There was only a pilot on board, and he told them he'd been instructed to take them straight to Palmer Technologies. He also gave Felicity her mobile phone, and she spent a couple of minutes cooing over it happily, ignoring Oliver's smirk.
"Oh, my baby! Did you miss me? I can't believe I left you behind."
She lost herself in her backlog of emails, answering the more urgent ones. She'd decided she wasn't going to tell Oliver about the company yet. More secrets – something she wasn't particularly happy about. But there was enough Oliver wasn't going to like – Thea going out nightly in Roy's suit, for one, when she wasn't patrolling in a tiny version of the new Arrow suit. Let's go slow, she thought.
It was full night once they started approaching the city, and the lights looked breath-taking in the gloom. They landed on the helipad, and in a few seconds, the helicopter was gone. Any minute now, the door to the roof will burst open, and Thea and Diggle would run out, glad to see Oliver again at last, she thought. When the door did open, what came out was more unexpected.
"Who ordered the SWAT team?"
Her words came out in a horrified whisper, like she was in a nightmare, one of those where you try to scream and nothing comes out.
As if on cue, the chopping sound of helicopter blades descended on them, and a spotlight lit up the helipad.
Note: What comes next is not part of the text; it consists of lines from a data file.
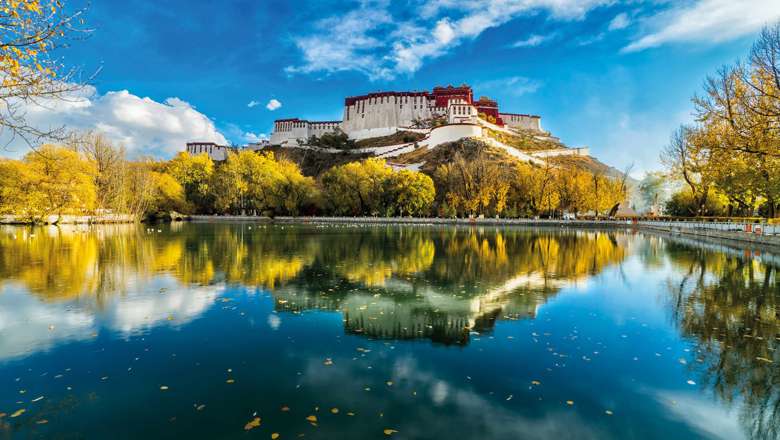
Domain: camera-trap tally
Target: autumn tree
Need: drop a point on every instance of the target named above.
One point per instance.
(31, 33)
(193, 172)
(412, 193)
(60, 182)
"This is the Starling City Police! Oliver Queen, you are under arrest! Put your hands on your head! Get on your knees!"
The voice blared down at them, and with every word Oliver's eyes grew wilder and more frantic. No, no, no, she wasn't going to lose him now, not after all this!
"Oliver! Oliver, look at me!"
Felicity wasn't sure he heard her in the confusion – the circling helicopter, the wind, the noise. But he looked at her, hunted.
"Do everything they say," she yelled, fighting against the noise. "Don't say a word! Just ask for a lawyer, and then don't speak!"
He looked at her for a long second, completely blank, and then nodded, almost imperceptibly. He dropped to his knees and put his hands on his head, waiting for the SWAT team to rush past her and cuff him, before pulling him up, and dragging him towards the roof door. One of them was an officer in uniform, who was yelling in his ear – she hoped it was the Miranda warning, and not something to provoke him into making a break for it. The team leader handed her the arrest warrant and she took it, wordlessly, her eyes still on Oliver, who was being pushed into the stairwell. The helicopter vanished, and she was left alone on the helipad, a sheet of paper in her hand. The useless tears threatened to break out, and she blinked them back, angrily. No crying, dammit. She'd thought they were done being the butt of the universe's joke. She'd obviously been wrong about that. Back to the drawing board, she thought, as she took out her phone and started making the calls.